Kőszegi capped his education with a diploma in something called “igazgatásszervezés” at the Államigazgatási Főiskola (College of State Administration). I had some difficulty finding out much about this mysterious degree in organization, but according to a list where students exchange thoughts on majors it is a low-level law school. In the original: “Szerintem ez a szak nem más, mint lebutított jog.”
If some of you thought that Gábor Borcsa-Turner’s prose left something to be desired, you should definitely take a look at Kőszegi’s autobiography that he submitted to the webmaster of the Hungarian parliament. It begins: 1964-wasn’t born in Dabas. And it goes downhill from there. Kőszegi can start a sentence in the third person singular and end it in the first person singular.
With this background Kőszegi was placed on several committees, including the Committee on Foreign Affairs and the Committee on Education, Science and Research. Both perfect fits. But he is also active in the Committee on National Affinity, a new committee set up to deal with the unification of the nation over borders, a topic most likely closer to his heart.

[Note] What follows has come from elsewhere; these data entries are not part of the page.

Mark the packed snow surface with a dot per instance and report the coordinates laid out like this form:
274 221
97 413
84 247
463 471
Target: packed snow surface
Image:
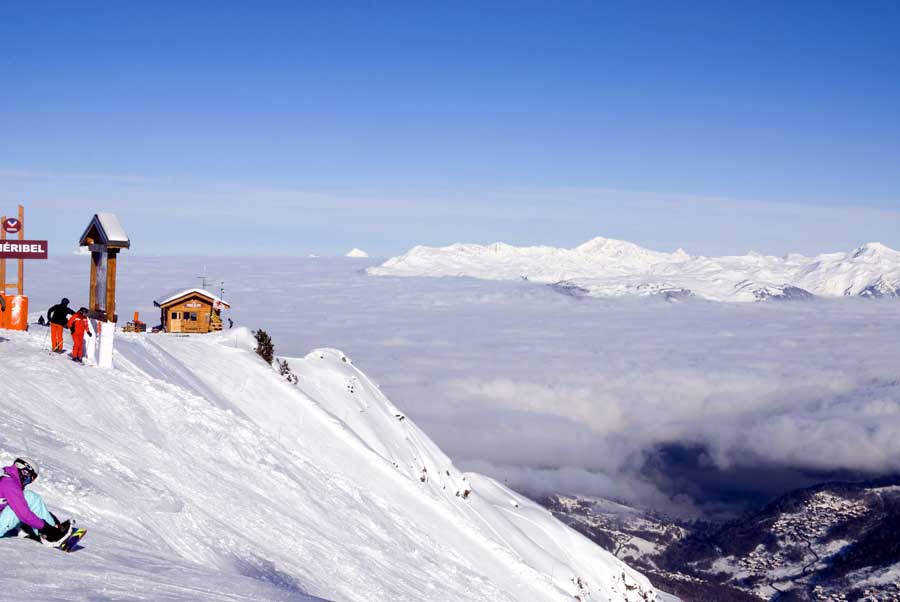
202 474
604 267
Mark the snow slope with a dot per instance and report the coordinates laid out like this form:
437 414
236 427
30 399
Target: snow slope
604 267
204 475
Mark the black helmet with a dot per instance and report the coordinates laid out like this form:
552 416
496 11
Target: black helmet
27 470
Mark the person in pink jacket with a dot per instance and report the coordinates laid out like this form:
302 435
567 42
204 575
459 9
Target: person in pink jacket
21 509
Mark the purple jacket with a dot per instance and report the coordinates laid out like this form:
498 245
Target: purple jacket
12 494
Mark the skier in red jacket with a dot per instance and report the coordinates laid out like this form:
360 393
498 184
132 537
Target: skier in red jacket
78 324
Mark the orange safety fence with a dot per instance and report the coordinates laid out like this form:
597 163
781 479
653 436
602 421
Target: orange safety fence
16 315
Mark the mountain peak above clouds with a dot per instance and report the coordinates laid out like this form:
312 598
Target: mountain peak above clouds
605 267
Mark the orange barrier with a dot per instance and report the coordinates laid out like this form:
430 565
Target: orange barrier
16 317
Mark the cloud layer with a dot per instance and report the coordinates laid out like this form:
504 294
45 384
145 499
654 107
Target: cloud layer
552 393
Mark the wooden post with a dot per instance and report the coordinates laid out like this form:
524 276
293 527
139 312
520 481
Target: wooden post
111 285
21 261
93 302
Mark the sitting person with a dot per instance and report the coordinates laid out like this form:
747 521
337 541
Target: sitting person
25 509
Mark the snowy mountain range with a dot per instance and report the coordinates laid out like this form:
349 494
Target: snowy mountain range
604 267
203 474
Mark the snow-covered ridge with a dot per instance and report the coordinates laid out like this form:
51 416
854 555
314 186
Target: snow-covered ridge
605 267
203 475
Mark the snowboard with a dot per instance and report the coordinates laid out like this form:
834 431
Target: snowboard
71 542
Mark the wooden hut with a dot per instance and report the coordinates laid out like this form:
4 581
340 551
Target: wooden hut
193 310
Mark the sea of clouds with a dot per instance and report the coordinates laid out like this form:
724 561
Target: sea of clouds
659 404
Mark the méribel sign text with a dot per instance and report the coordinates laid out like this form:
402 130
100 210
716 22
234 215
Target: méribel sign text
23 249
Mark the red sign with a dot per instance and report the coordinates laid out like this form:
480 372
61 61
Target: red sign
23 249
12 225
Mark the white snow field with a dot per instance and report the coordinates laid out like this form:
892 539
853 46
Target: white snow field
604 267
202 474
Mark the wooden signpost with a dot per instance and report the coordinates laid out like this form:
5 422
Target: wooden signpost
105 237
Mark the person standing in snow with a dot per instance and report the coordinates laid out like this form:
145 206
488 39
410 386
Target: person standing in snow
19 507
58 316
78 324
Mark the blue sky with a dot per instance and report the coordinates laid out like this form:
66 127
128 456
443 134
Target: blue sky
306 127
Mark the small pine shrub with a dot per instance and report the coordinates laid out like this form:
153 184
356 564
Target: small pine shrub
264 346
286 372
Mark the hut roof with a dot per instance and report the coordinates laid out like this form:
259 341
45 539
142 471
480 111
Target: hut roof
105 228
179 294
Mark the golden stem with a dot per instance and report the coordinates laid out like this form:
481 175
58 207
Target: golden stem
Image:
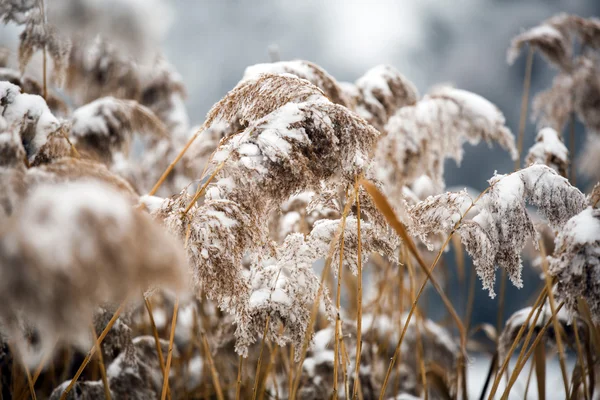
95 348
170 352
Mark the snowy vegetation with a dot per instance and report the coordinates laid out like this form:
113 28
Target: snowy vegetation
280 249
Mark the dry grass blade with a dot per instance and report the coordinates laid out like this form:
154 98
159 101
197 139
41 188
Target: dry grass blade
539 358
385 208
359 298
317 301
435 375
102 368
581 363
213 370
521 364
169 169
538 305
170 354
161 359
95 348
338 322
238 383
557 327
524 104
202 189
259 362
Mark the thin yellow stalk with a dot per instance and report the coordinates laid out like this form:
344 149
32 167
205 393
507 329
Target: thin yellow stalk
585 311
291 371
539 359
537 306
170 353
573 170
359 298
156 340
95 348
345 361
44 55
317 301
520 365
165 174
29 382
420 362
38 370
213 370
524 104
581 360
268 371
383 205
258 364
557 327
529 374
238 384
200 192
338 322
470 300
102 368
420 358
500 313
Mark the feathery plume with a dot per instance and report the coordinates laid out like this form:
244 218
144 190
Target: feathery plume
576 262
549 150
31 86
98 70
553 42
30 116
297 147
304 70
499 232
518 319
37 34
85 242
124 135
70 169
12 173
438 214
135 374
553 107
382 92
419 137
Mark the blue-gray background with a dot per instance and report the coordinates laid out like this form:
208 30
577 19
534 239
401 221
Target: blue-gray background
462 42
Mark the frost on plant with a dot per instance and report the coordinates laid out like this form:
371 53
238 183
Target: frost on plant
419 137
576 262
497 235
304 70
381 92
85 242
549 150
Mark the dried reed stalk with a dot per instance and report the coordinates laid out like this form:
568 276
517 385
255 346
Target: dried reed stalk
259 362
161 359
102 368
95 348
359 297
537 305
520 365
213 370
557 327
524 104
165 389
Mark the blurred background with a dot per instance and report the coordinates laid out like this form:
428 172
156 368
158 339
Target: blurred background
460 42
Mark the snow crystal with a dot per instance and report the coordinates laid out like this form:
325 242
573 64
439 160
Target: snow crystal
584 227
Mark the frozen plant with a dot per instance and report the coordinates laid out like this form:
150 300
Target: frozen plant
86 245
576 262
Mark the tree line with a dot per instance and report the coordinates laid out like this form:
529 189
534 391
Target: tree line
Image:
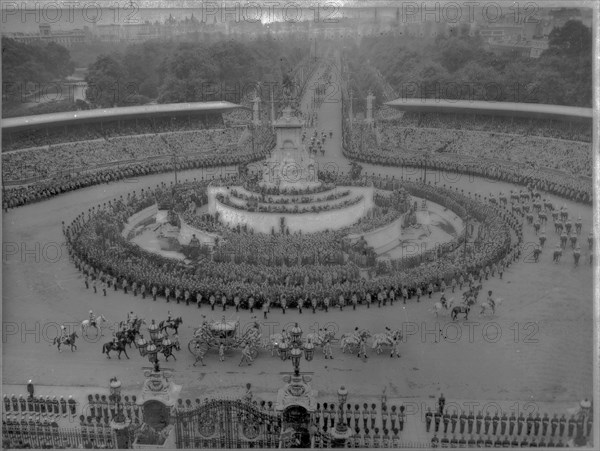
460 67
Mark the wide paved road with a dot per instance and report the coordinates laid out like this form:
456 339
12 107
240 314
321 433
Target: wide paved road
538 346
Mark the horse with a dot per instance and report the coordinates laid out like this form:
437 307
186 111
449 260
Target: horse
167 351
556 255
439 307
487 306
274 341
70 340
461 309
350 341
200 350
136 325
118 347
97 324
127 336
170 324
321 337
386 339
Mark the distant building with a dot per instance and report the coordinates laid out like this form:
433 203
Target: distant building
66 38
521 48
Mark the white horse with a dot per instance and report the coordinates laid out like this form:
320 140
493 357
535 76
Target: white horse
274 341
388 338
438 307
485 306
351 341
85 324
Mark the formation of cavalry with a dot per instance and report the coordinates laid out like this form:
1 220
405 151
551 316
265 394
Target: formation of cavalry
224 335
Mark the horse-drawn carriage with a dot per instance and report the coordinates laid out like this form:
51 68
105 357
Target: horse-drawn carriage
211 334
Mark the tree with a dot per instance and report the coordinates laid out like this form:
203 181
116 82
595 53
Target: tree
106 82
573 38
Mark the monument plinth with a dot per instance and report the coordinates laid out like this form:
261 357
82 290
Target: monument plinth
290 165
289 195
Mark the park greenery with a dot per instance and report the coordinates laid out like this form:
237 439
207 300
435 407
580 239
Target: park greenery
167 71
459 67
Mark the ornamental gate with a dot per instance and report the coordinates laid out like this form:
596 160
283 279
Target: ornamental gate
224 423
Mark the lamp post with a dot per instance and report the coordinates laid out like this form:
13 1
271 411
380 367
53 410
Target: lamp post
153 330
341 432
120 423
115 395
466 237
295 349
152 352
142 345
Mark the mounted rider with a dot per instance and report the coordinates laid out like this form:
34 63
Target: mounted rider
444 301
131 319
63 334
491 301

Once Népszabadság and several other papers reported on Kőszegi’s “unfortunate” statement Gabriella Selmeczi, spokeswoman for Fidesz, immediately announced that “Zoltán Kőszegi only voiced a presumably ill-considered private opinion” on the subject of revision. A few hours later the Foreign Ministry also issued a statement which made it clear that Kőszegi’s statement does not reflect the opinion of the Hungarian government. The statement emphasized that the Hungarian government strictly adheres to all the country’s international obligations and treaties signed with foreign powers. The statement did include, however, the Hungarian government’s insistence on the Szeklers receiving territorial autonomy in Romania.
Kőszegi certainly didn’t misspeak because he elaborated on his ideas to Index, a popular Internet paper. He told the reporter that revision was unavoidable but he has “his private theories about the solution. It would be best if Transylvania became a separate country.” This is not exactly an original idea. It was bandied about on and off between the two world wars, and if it was not a viable proposition then, today it has even less of a chance of ever materializing. The Hungarians were in the minority in Transylvania already in 1920, and since then the Romanian majority has become even larger.
But let’s not be terribly surprised about all this ignorance. Forty-four percent of the adult population more or less knows the size of the territorial losses; in the younger generation only fourteen percent can even approximate the proper figures. More than half of the people in their twenties are convinced that the lost territories were overwhelmingly populated by Hungarians. A couple of days ago a young man phoned György Bolgár on this topic. Obviously the idea of peaceful revision appealed to him. But when Bolgár began telling him the facts and figures there was stunned silence on the other end. It was obvious that this young man had no idea that there were only about 150,000 Hungarians on the other side of the Ukrainian-Hungarian border. Maybe Hungarian school teachers should spend a little time on this very important subject in order to set these youngsters straight. And perhaps then we wouldn’t have so many ill-informed people, including Zoltán Kőszegi, Fidesz MP.